Se separaron lentamente, y como a diez pasos gritó D. Beltrán: «Conste que no soy yo el que mira, sino este truhán, vicioso del mirar.

-Adiós», repitió la divina mujer.

A bastante distancia, hablaban así los dos caballeros: «¿Qué?... ¿Se detiene a mirarnos?

-Ahora... ¡Y que no haya tenido yo valor para darle un abrazo!

-Calma, hijo. Tiempo tienes. Y ahora, ¿vuelve la cara?

-Va despacito... alza los ojos al cielo. Ya no la veo.
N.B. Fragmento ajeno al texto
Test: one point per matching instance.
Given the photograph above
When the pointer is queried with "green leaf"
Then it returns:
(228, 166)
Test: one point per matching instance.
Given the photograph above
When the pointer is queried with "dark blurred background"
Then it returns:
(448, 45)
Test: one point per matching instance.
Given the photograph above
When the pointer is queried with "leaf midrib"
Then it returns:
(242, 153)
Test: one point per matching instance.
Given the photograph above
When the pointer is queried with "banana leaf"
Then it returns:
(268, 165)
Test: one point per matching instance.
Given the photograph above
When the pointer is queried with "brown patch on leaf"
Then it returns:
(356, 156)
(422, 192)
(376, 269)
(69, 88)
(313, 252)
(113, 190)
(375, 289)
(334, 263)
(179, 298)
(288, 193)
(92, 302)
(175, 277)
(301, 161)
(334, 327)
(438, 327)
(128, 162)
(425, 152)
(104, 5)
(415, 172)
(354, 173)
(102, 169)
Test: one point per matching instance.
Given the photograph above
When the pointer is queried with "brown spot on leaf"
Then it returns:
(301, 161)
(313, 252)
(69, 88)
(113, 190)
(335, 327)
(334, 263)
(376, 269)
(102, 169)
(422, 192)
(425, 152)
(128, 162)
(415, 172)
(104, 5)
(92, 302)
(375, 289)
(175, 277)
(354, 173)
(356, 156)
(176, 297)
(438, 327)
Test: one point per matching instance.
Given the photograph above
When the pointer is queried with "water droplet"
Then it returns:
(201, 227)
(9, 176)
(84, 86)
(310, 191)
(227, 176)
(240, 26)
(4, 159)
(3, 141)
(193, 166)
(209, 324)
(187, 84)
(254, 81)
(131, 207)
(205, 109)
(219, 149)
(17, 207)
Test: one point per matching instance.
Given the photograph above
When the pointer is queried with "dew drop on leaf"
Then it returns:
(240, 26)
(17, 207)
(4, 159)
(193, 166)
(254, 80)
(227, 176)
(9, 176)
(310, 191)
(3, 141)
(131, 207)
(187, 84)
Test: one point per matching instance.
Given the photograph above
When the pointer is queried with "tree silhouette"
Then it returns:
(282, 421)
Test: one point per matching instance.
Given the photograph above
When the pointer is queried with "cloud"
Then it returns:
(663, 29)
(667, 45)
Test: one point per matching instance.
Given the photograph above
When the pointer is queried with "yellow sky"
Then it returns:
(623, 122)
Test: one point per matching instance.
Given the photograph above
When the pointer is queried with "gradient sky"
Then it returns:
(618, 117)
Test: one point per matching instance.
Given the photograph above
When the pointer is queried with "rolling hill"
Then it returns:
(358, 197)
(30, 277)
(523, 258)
Pasa detrás de un grupo de árboles... ¡Qué figura, qué aparición celestial!... Yo estoy loco.

-Calma... Repito que tiempo tienes. A punto de completa madurez la verás pronto.

-Ahora reaparece otra vez.

-¿Y mira?

-Sí señor... Se ha puesto en la boca una ramita de hinojo. ¡Ay, qué delicia de hinojo!...

-Tiempo tienes... Anda, anda...

-No, no es de este mundo esa mujer.

-De este mundo o del otro... tuya es».